There is no other shelter for 30-year-old Amal Maqbool Al-Marwi and her six children as the house they live in is old an in danger of falling at any minute as a result of the heavy rains. They all live in an Al-Kharayeb or slums in Madbah, Sana’a", Yemen. Amal fled her hometown Sa’ada because of the heaving bombing.

Amal says: "I am not sure if my children and I will be safe if we continue to live in this place - she points at a room of three and a half meters high and two meters wide. She sleeps in this room with her children. There is also a kitchen and a living room where deep cracks show. In the corners of the rooms, one can see rain is leaking into the house. These houses are no longer suitable for human living.

Amal adds, "We live in terror and insecurity, and at a moment we expect walls and roofs to fall at any time.”

The upper part of the house was damaged by the heavy rain in July.

“one day, in the middle of the night, we ran to the first floor as we heard the sound of cracks as the rain was pouring heavily. The ceiling fell down as a result!,” Amal says. The next day, Amal and her family had to leave the house with her family. They sought shelter in the house of her husband’s relatives.  Yet, they couldn’t stay there for a long time not to be a burden on the hosting family. So they went back to our home despite the fear of the house to collapse at hour heads at any time.

“Where else can we go?!”

Amal and her children are one of 180 affected families, and the torrents are in Al-Kharayeb neighbourhood, the old village of Madhbah, Sana’a, Yemen.
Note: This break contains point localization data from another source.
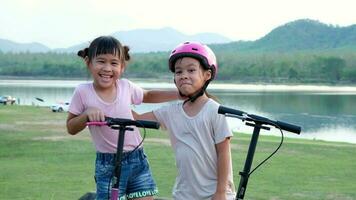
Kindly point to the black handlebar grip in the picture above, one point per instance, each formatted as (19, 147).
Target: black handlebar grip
(147, 124)
(129, 122)
(223, 110)
(289, 127)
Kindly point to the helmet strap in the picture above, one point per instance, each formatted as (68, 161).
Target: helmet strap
(198, 94)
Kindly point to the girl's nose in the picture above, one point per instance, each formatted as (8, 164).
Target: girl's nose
(106, 67)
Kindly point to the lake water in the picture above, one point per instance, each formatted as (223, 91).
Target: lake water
(325, 113)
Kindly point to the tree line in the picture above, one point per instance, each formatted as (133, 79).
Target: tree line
(331, 67)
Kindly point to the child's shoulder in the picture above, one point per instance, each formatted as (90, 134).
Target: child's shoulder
(84, 86)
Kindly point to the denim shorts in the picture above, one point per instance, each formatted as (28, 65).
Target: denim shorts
(136, 180)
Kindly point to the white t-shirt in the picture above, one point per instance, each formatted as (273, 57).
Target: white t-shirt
(193, 140)
(105, 138)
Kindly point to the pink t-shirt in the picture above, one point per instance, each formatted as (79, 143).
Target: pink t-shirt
(105, 138)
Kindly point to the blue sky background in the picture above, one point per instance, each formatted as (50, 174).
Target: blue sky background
(62, 23)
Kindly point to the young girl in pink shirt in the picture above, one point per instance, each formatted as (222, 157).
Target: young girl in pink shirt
(110, 96)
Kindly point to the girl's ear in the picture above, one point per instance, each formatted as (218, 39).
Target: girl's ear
(86, 60)
(208, 74)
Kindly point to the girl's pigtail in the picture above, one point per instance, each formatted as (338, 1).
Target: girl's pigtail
(83, 53)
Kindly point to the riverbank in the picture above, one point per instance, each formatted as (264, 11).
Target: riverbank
(215, 86)
(165, 79)
(38, 158)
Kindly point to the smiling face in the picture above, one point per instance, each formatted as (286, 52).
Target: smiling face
(189, 76)
(105, 69)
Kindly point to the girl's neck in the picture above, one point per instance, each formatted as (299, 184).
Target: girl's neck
(193, 108)
(106, 94)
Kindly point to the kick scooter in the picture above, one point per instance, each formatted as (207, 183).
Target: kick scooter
(257, 122)
(122, 125)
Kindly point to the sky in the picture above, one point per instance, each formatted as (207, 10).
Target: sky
(63, 23)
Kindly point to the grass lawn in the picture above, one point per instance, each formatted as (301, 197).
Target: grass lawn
(39, 160)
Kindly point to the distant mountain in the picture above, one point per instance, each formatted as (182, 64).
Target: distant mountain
(304, 34)
(139, 40)
(10, 46)
(299, 35)
(152, 40)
According to a member of the local council in the district, Abdo Saleh Shaalan, who stressed that most of these families need urgent interventions to save their lives from the imminent danger represented by the fall and ruin of the old houses they inhabit.

Shaalan indicated that there are at least ten families, whose homes have been completely destroyed, and other families who had their hoses partially damaged, so they had to move to their relative's places, while others are now living in tents at the entrance to the neighbourhood.

The sad demise of a family member

The family of 50-year-old Abdullah Ahmad Ali lived in one of the tents set up at the entrance to the Kharayeb neighbourhood, as their house collapsed in August. It happened when the family were in deep sleep at night.

"There were 11 people in the room, including my daughter's husband and my adopted son, it was terrifying as the roofs of fell down on their heads,” says Ali.

Unfortunately, my 25-year-old adopted son Yahya, could not make it. He died after he choked by the dust.

Other families facing the same situation

Since 2015, Abdullah Ahmed and his family of Sa’ada governorate fled the heaving bombing. He comes from the same village of Amal and her family, the Almalahiz area. Their homes were destroyed because of the bombing in 2015.

49-year-old Mahdi Hassan feels no longer safe to sleep in the house, where he has been living for years. He lives in the house with the family of his nephew.

“I prefer to sleep by the entrance as the inside rooms have cracks. So I sleep here, pointing out at the entrance, where I feel safe,” says Hassan who appeals to everyone to help them.